The good news is that there are best practices for preventing common issues with ML before they materially impact revenue. Here are four steps every company can take to better manage AI risk from an organizational and technical perspective.
1) Know What Can (and Will) Go Wrong
When it comes to deployed AI, it is a matter of when – not if – models will encounter issues in production. Unlike the largely rules-based system of software development, successful outcomes in machine learning are dependent on not just system health but also the various complexities of models and underlying data layers. Concept and feature drift, training-production skew, cascading model failures, data pipeline issues, and outliers challenge even the most sophisticated machine learning teams deploying models that perform flawlessly in training.
2) Implement ML Observability
Of course, knowing there is a problem is only half the battle; teams also need to figure out why. 84.3% of data scientists and ML engineers cite the time it takes to detect and fix issues with their machine learning models as a pain point today, with over one in four saying it takes them a week or more. Full-stack machine learning observability with ML performance tracing can help close this gap by helping teams automatically pinpoint the source of model performance problems. Leveraging a platform like Arize, teams can automatically surface the cohorts where performance impact or drift impact are highest and adjust accordingly.
3) Invest In the Right People
In its most recent annual financial report, Unity Software flagged the company’s ability to compete for talent as a potential risk factor, noting that “competition is intense” for both “engineers experienced in designing and developing cloud-based platform products” and “data scientists with experience in machine learning and artificial intelligence.”
While this is an industry-wide problem that eludes easy answers, companies can avoid unforced errors.

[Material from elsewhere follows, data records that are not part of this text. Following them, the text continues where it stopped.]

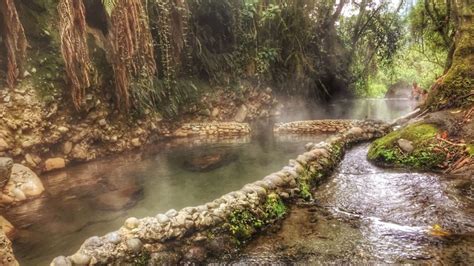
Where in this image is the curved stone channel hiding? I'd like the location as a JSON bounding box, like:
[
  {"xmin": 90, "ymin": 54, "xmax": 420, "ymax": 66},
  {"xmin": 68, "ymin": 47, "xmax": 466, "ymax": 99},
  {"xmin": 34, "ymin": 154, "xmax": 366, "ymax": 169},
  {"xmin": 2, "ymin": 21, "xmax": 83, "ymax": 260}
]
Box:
[
  {"xmin": 233, "ymin": 144, "xmax": 474, "ymax": 265},
  {"xmin": 2, "ymin": 100, "xmax": 418, "ymax": 265},
  {"xmin": 47, "ymin": 121, "xmax": 388, "ymax": 265}
]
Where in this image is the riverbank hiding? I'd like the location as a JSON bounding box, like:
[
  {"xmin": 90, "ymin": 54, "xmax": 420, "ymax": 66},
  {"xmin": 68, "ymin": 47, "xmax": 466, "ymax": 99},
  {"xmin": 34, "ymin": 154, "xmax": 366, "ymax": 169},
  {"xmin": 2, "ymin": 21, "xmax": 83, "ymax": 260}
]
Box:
[
  {"xmin": 368, "ymin": 107, "xmax": 474, "ymax": 178},
  {"xmin": 230, "ymin": 143, "xmax": 474, "ymax": 265}
]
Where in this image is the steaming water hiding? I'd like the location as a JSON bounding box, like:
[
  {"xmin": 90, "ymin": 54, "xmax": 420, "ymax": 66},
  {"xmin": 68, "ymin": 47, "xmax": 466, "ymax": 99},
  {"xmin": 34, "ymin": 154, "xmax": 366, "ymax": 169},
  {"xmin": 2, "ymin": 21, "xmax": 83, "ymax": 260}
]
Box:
[
  {"xmin": 3, "ymin": 99, "xmax": 426, "ymax": 265},
  {"xmin": 236, "ymin": 144, "xmax": 474, "ymax": 265}
]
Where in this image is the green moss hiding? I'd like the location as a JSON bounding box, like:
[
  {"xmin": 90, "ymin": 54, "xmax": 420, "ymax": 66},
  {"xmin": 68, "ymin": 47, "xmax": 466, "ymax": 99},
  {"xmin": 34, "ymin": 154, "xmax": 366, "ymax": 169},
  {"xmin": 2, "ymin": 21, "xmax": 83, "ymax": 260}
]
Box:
[
  {"xmin": 368, "ymin": 124, "xmax": 446, "ymax": 170},
  {"xmin": 133, "ymin": 252, "xmax": 150, "ymax": 266},
  {"xmin": 228, "ymin": 210, "xmax": 263, "ymax": 243},
  {"xmin": 466, "ymin": 143, "xmax": 474, "ymax": 157}
]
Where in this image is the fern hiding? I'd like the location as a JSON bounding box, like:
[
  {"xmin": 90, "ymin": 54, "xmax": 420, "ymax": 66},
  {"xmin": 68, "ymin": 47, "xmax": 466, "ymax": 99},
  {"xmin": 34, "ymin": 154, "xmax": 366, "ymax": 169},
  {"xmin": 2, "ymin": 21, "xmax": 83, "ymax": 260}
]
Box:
[{"xmin": 101, "ymin": 0, "xmax": 117, "ymax": 16}]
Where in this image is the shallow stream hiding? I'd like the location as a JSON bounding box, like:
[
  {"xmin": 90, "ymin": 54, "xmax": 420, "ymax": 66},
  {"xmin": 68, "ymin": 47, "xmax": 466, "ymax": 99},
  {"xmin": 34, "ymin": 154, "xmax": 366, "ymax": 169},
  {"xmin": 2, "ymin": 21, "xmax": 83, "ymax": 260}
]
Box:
[
  {"xmin": 234, "ymin": 144, "xmax": 474, "ymax": 265},
  {"xmin": 4, "ymin": 99, "xmax": 436, "ymax": 265}
]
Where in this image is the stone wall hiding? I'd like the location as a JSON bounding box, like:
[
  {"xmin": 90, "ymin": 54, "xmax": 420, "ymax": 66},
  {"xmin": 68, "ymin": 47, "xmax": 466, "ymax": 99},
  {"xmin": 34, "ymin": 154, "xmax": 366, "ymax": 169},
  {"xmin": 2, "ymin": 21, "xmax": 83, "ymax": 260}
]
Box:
[
  {"xmin": 172, "ymin": 122, "xmax": 250, "ymax": 137},
  {"xmin": 273, "ymin": 119, "xmax": 357, "ymax": 134},
  {"xmin": 51, "ymin": 121, "xmax": 388, "ymax": 265},
  {"xmin": 0, "ymin": 228, "xmax": 19, "ymax": 266}
]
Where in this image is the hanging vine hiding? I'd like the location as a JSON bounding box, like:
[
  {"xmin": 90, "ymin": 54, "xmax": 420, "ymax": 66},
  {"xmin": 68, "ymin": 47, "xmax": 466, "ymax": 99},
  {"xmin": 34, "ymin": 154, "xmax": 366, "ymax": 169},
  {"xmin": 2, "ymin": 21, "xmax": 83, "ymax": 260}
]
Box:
[
  {"xmin": 0, "ymin": 0, "xmax": 27, "ymax": 88},
  {"xmin": 108, "ymin": 0, "xmax": 156, "ymax": 110},
  {"xmin": 58, "ymin": 0, "xmax": 91, "ymax": 110}
]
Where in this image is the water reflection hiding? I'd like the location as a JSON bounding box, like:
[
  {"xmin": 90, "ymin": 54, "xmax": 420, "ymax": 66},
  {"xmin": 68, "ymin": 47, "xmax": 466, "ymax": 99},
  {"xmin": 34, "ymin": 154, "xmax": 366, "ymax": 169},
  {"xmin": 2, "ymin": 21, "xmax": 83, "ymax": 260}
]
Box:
[{"xmin": 5, "ymin": 100, "xmax": 411, "ymax": 265}]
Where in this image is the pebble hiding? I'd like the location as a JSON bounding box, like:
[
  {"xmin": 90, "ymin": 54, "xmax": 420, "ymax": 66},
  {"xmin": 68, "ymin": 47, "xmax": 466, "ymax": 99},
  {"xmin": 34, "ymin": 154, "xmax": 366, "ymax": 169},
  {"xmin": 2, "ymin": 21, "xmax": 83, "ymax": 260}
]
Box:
[
  {"xmin": 51, "ymin": 256, "xmax": 72, "ymax": 266},
  {"xmin": 71, "ymin": 253, "xmax": 91, "ymax": 265},
  {"xmin": 105, "ymin": 232, "xmax": 122, "ymax": 244},
  {"xmin": 165, "ymin": 209, "xmax": 178, "ymax": 218}
]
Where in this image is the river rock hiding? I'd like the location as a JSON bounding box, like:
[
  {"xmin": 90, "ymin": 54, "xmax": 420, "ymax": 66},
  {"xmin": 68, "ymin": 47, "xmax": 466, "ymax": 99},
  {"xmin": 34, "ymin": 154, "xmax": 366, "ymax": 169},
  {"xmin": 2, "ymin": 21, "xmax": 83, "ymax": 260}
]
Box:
[
  {"xmin": 71, "ymin": 253, "xmax": 91, "ymax": 265},
  {"xmin": 156, "ymin": 213, "xmax": 170, "ymax": 224},
  {"xmin": 0, "ymin": 230, "xmax": 19, "ymax": 266},
  {"xmin": 165, "ymin": 209, "xmax": 178, "ymax": 218},
  {"xmin": 184, "ymin": 247, "xmax": 207, "ymax": 262},
  {"xmin": 0, "ymin": 157, "xmax": 13, "ymax": 190},
  {"xmin": 44, "ymin": 157, "xmax": 66, "ymax": 172},
  {"xmin": 70, "ymin": 144, "xmax": 87, "ymax": 161},
  {"xmin": 132, "ymin": 138, "xmax": 142, "ymax": 147},
  {"xmin": 234, "ymin": 104, "xmax": 248, "ymax": 122},
  {"xmin": 0, "ymin": 138, "xmax": 10, "ymax": 152},
  {"xmin": 50, "ymin": 256, "xmax": 72, "ymax": 266},
  {"xmin": 397, "ymin": 139, "xmax": 415, "ymax": 153}
]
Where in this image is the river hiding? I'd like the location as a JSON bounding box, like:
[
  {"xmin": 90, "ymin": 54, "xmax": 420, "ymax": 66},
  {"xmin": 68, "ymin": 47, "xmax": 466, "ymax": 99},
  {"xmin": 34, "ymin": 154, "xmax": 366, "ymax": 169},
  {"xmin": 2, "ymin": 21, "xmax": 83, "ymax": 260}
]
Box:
[{"xmin": 5, "ymin": 99, "xmax": 448, "ymax": 265}]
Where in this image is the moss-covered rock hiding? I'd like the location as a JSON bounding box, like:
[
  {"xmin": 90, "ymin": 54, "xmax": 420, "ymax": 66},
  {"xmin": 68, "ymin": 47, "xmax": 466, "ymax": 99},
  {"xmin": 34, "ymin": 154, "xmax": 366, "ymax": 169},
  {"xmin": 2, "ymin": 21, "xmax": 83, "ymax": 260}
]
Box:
[{"xmin": 368, "ymin": 124, "xmax": 447, "ymax": 170}]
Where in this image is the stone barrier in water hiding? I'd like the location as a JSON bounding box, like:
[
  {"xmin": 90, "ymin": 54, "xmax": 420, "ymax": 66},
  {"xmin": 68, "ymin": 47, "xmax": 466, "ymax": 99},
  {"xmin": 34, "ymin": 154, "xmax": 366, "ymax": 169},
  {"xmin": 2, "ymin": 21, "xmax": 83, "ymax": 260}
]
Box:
[
  {"xmin": 0, "ymin": 228, "xmax": 19, "ymax": 266},
  {"xmin": 51, "ymin": 121, "xmax": 389, "ymax": 265},
  {"xmin": 273, "ymin": 119, "xmax": 357, "ymax": 134},
  {"xmin": 172, "ymin": 122, "xmax": 250, "ymax": 137}
]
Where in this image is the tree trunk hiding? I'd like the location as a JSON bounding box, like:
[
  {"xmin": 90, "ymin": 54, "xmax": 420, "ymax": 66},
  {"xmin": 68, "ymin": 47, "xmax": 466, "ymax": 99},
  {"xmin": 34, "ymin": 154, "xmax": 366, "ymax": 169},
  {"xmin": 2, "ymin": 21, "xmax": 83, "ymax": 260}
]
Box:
[{"xmin": 425, "ymin": 0, "xmax": 474, "ymax": 110}]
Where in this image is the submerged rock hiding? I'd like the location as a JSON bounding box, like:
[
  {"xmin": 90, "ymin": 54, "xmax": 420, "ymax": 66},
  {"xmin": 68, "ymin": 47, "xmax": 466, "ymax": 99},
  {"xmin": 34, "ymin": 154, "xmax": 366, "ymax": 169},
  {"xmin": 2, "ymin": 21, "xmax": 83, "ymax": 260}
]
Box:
[
  {"xmin": 183, "ymin": 153, "xmax": 238, "ymax": 172},
  {"xmin": 0, "ymin": 157, "xmax": 13, "ymax": 189}
]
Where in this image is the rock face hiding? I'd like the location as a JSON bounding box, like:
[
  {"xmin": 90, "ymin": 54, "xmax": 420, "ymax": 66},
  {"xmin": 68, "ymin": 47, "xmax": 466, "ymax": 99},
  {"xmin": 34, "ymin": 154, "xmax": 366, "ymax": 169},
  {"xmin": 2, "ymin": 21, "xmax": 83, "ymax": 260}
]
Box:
[
  {"xmin": 273, "ymin": 119, "xmax": 358, "ymax": 134},
  {"xmin": 0, "ymin": 138, "xmax": 10, "ymax": 152},
  {"xmin": 44, "ymin": 158, "xmax": 66, "ymax": 171},
  {"xmin": 172, "ymin": 122, "xmax": 250, "ymax": 137},
  {"xmin": 0, "ymin": 157, "xmax": 13, "ymax": 189},
  {"xmin": 385, "ymin": 81, "xmax": 411, "ymax": 98},
  {"xmin": 0, "ymin": 230, "xmax": 19, "ymax": 266},
  {"xmin": 0, "ymin": 164, "xmax": 44, "ymax": 204},
  {"xmin": 0, "ymin": 215, "xmax": 15, "ymax": 238},
  {"xmin": 51, "ymin": 121, "xmax": 389, "ymax": 265},
  {"xmin": 234, "ymin": 104, "xmax": 248, "ymax": 122}
]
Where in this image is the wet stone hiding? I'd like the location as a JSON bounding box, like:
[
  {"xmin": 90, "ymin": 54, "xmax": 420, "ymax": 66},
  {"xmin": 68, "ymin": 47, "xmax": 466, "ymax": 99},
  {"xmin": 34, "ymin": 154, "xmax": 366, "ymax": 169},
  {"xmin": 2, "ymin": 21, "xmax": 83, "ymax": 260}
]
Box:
[
  {"xmin": 71, "ymin": 253, "xmax": 91, "ymax": 265},
  {"xmin": 165, "ymin": 209, "xmax": 178, "ymax": 218},
  {"xmin": 84, "ymin": 236, "xmax": 103, "ymax": 247},
  {"xmin": 51, "ymin": 256, "xmax": 72, "ymax": 266}
]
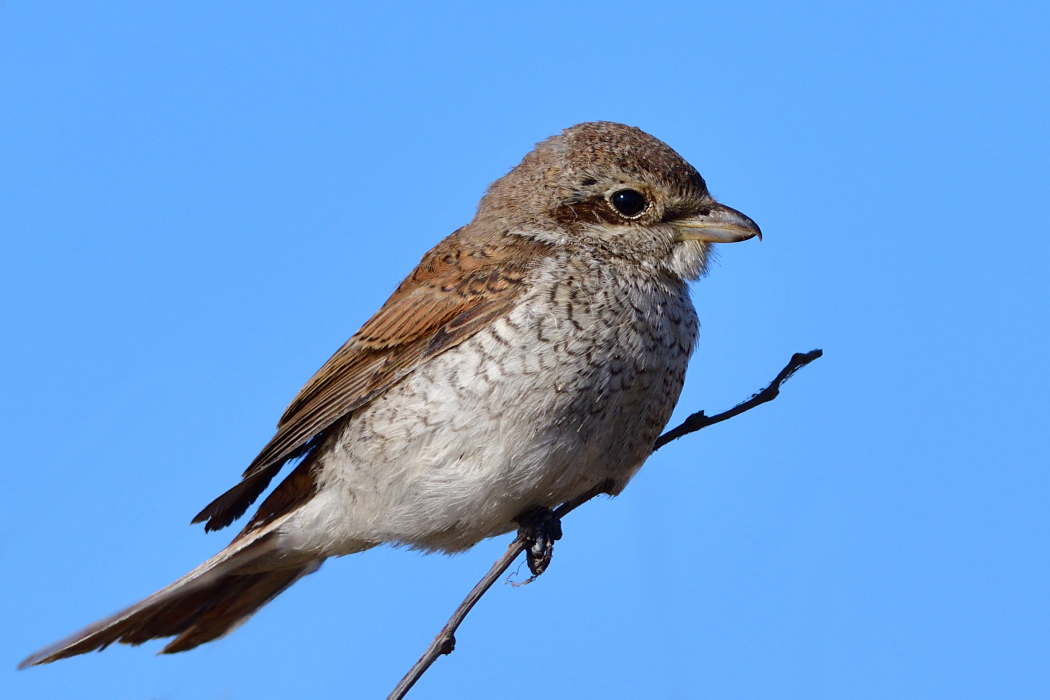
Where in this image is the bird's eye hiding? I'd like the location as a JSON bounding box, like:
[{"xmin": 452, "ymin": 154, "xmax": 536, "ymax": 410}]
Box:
[{"xmin": 609, "ymin": 190, "xmax": 647, "ymax": 218}]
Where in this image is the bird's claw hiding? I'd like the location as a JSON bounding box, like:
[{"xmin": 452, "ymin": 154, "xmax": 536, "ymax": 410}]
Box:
[{"xmin": 518, "ymin": 506, "xmax": 562, "ymax": 580}]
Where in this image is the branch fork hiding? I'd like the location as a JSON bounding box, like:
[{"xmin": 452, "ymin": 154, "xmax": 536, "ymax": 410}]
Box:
[{"xmin": 386, "ymin": 349, "xmax": 823, "ymax": 700}]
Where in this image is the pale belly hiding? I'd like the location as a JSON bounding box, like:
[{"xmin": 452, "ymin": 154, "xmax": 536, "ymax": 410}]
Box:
[{"xmin": 282, "ymin": 268, "xmax": 697, "ymax": 556}]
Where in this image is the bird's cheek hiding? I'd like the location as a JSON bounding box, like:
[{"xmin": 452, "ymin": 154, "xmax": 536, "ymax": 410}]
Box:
[{"xmin": 668, "ymin": 240, "xmax": 712, "ymax": 281}]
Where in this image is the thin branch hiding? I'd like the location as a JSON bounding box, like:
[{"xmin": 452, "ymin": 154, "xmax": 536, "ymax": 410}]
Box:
[
  {"xmin": 386, "ymin": 349, "xmax": 823, "ymax": 700},
  {"xmin": 653, "ymin": 349, "xmax": 824, "ymax": 452}
]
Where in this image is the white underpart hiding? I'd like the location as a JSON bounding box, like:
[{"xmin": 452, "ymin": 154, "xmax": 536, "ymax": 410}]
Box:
[{"xmin": 280, "ymin": 252, "xmax": 697, "ymax": 556}]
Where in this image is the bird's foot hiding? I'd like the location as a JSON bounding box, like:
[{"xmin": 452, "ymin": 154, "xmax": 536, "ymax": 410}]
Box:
[{"xmin": 517, "ymin": 506, "xmax": 562, "ymax": 580}]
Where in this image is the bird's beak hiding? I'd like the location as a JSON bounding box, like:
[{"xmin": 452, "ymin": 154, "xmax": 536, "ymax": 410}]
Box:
[{"xmin": 671, "ymin": 204, "xmax": 762, "ymax": 243}]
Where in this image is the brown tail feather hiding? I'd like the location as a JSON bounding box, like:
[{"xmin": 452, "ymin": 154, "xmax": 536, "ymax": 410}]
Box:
[{"xmin": 18, "ymin": 524, "xmax": 323, "ymax": 669}]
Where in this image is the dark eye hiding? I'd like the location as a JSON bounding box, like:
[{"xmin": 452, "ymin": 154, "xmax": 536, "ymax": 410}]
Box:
[{"xmin": 609, "ymin": 190, "xmax": 646, "ymax": 217}]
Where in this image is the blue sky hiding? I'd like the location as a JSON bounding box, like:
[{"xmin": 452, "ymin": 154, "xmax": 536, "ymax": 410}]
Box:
[{"xmin": 0, "ymin": 0, "xmax": 1050, "ymax": 700}]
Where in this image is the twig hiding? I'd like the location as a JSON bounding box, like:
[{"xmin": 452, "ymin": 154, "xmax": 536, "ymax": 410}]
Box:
[
  {"xmin": 653, "ymin": 349, "xmax": 824, "ymax": 452},
  {"xmin": 386, "ymin": 349, "xmax": 823, "ymax": 700}
]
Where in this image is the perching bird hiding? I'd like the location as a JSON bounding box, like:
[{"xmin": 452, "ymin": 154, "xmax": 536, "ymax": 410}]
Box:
[{"xmin": 21, "ymin": 122, "xmax": 760, "ymax": 667}]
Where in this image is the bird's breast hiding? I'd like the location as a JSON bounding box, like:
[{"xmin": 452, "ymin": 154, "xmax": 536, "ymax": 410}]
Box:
[{"xmin": 302, "ymin": 251, "xmax": 697, "ymax": 551}]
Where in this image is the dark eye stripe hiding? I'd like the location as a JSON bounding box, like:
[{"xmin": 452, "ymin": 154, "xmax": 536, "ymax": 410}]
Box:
[{"xmin": 609, "ymin": 190, "xmax": 648, "ymax": 218}]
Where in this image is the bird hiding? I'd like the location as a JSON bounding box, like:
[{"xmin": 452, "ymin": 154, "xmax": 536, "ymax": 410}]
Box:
[{"xmin": 20, "ymin": 122, "xmax": 761, "ymax": 667}]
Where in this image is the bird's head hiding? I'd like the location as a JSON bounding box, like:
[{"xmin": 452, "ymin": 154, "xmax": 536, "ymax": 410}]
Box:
[{"xmin": 475, "ymin": 122, "xmax": 762, "ymax": 279}]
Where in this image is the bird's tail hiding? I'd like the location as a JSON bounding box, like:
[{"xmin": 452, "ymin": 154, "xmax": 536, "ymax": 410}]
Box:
[{"xmin": 18, "ymin": 518, "xmax": 323, "ymax": 669}]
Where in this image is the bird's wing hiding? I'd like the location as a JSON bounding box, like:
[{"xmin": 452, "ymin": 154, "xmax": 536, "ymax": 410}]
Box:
[{"xmin": 193, "ymin": 229, "xmax": 548, "ymax": 530}]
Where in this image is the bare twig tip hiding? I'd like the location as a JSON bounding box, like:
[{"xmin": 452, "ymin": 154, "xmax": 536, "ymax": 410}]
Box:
[{"xmin": 387, "ymin": 349, "xmax": 824, "ymax": 700}]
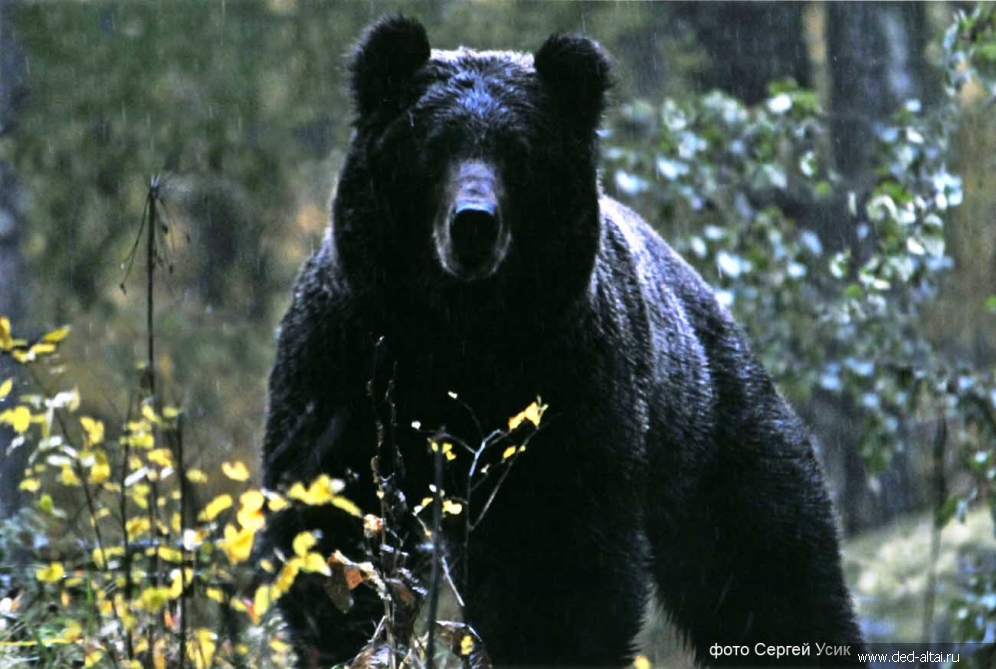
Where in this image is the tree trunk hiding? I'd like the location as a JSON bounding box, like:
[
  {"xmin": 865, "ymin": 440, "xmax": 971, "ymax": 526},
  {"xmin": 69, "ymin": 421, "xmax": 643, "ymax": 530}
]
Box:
[
  {"xmin": 682, "ymin": 2, "xmax": 812, "ymax": 104},
  {"xmin": 0, "ymin": 0, "xmax": 27, "ymax": 518},
  {"xmin": 816, "ymin": 2, "xmax": 936, "ymax": 532}
]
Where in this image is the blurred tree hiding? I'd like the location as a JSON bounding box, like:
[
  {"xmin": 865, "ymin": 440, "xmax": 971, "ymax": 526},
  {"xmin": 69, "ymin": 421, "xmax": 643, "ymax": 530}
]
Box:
[
  {"xmin": 820, "ymin": 2, "xmax": 936, "ymax": 532},
  {"xmin": 0, "ymin": 0, "xmax": 28, "ymax": 517},
  {"xmin": 677, "ymin": 2, "xmax": 812, "ymax": 104}
]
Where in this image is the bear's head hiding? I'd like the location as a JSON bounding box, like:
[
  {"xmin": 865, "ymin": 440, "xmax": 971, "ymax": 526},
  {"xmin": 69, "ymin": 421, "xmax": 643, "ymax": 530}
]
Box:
[{"xmin": 333, "ymin": 17, "xmax": 610, "ymax": 326}]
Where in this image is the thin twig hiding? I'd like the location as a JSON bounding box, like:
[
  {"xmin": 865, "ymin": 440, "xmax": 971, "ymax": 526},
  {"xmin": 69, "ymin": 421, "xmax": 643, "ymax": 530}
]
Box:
[
  {"xmin": 425, "ymin": 448, "xmax": 443, "ymax": 669},
  {"xmin": 921, "ymin": 413, "xmax": 948, "ymax": 643}
]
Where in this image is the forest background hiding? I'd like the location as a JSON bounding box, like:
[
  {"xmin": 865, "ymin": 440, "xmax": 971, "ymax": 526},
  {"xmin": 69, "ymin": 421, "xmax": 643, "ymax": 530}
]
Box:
[{"xmin": 0, "ymin": 0, "xmax": 996, "ymax": 661}]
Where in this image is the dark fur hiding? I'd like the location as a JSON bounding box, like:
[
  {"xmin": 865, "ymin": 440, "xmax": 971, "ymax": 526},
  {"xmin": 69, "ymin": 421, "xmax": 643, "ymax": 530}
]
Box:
[{"xmin": 264, "ymin": 18, "xmax": 860, "ymax": 665}]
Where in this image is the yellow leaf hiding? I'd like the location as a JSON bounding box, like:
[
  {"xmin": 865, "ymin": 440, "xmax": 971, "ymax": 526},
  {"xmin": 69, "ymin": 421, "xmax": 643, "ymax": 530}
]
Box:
[
  {"xmin": 0, "ymin": 406, "xmax": 31, "ymax": 434},
  {"xmin": 17, "ymin": 478, "xmax": 41, "ymax": 492},
  {"xmin": 135, "ymin": 587, "xmax": 169, "ymax": 613},
  {"xmin": 83, "ymin": 646, "xmax": 104, "ymax": 667},
  {"xmin": 221, "ymin": 460, "xmax": 249, "ymax": 482},
  {"xmin": 187, "ymin": 627, "xmax": 217, "ymax": 669},
  {"xmin": 169, "ymin": 567, "xmax": 194, "ymax": 599},
  {"xmin": 251, "ymin": 585, "xmax": 271, "ymax": 625},
  {"xmin": 287, "ymin": 474, "xmax": 345, "ymax": 506},
  {"xmin": 159, "ymin": 546, "xmax": 183, "ymax": 564},
  {"xmin": 87, "ymin": 449, "xmax": 111, "ymax": 485},
  {"xmin": 363, "ymin": 513, "xmax": 384, "ymax": 536},
  {"xmin": 35, "ymin": 562, "xmax": 66, "ymax": 583},
  {"xmin": 125, "ymin": 516, "xmax": 152, "ymax": 539},
  {"xmin": 508, "ymin": 402, "xmax": 546, "ymax": 430},
  {"xmin": 62, "ymin": 620, "xmax": 83, "ymax": 643},
  {"xmin": 42, "ymin": 326, "xmax": 69, "ymax": 344},
  {"xmin": 218, "ymin": 525, "xmax": 256, "ymax": 564},
  {"xmin": 301, "ymin": 553, "xmax": 332, "ymax": 576},
  {"xmin": 59, "ymin": 465, "xmax": 80, "ymax": 487},
  {"xmin": 28, "ymin": 342, "xmax": 55, "ymax": 355},
  {"xmin": 291, "ymin": 532, "xmax": 318, "ymax": 557},
  {"xmin": 0, "ymin": 316, "xmax": 14, "ymax": 351},
  {"xmin": 265, "ymin": 491, "xmax": 290, "ymax": 511},
  {"xmin": 197, "ymin": 493, "xmax": 232, "ymax": 522}
]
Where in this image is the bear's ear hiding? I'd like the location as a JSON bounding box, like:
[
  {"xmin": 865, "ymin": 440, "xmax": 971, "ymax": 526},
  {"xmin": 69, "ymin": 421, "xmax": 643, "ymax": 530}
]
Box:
[
  {"xmin": 349, "ymin": 16, "xmax": 430, "ymax": 118},
  {"xmin": 533, "ymin": 35, "xmax": 612, "ymax": 128}
]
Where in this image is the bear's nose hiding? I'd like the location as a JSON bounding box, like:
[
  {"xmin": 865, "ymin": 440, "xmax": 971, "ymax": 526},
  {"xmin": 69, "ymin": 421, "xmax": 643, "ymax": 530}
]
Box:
[{"xmin": 450, "ymin": 201, "xmax": 499, "ymax": 269}]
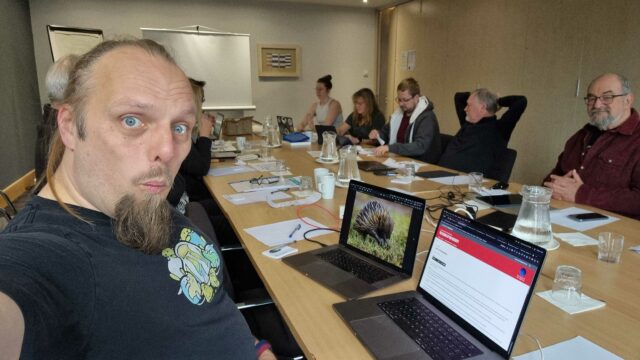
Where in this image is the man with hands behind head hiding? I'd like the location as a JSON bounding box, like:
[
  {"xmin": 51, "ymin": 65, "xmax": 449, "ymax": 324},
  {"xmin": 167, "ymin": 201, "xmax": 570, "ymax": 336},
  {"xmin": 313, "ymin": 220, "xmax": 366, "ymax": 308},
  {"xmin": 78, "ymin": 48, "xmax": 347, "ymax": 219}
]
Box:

One common mistake that companies make when investing in AI is hiring too many data scientists and not enough machine learning engineers. While data scientists are essential for building an organization’s first models, they often lack the technical skills for getting a model into production and maintaining it once there. Machine learning engineers specialize such tasks and can help ensure an organization has an ML stack to scale AI efforts before the first model is ever deployed.
4) Ensure ML Teams Are Closer to the Businesses They Serve
Great things happen when model builders and product owners are in alignment; the opposite is also true. If businesses add centralized machine learning teams or AI centers of excellence to their technical organizations, one thing that should not get lost in the process but often does (more on this in a future piece) is tight collaboration with internal clients. Technology can help. Leveraging ML observability, data scientists and ML engineers can tie model metrics to business results – sharing the results with product teams and business executives.
While the public spotlight can be unforgiving and at times unfair, Unity Software deserves a lot of credit for its transparency and pointing a way forward for the whole industry. AI risk is much bigger than just one company, and leveraging tools like ML observability to better detect and troubleshoot problems as they arise should be table stakes.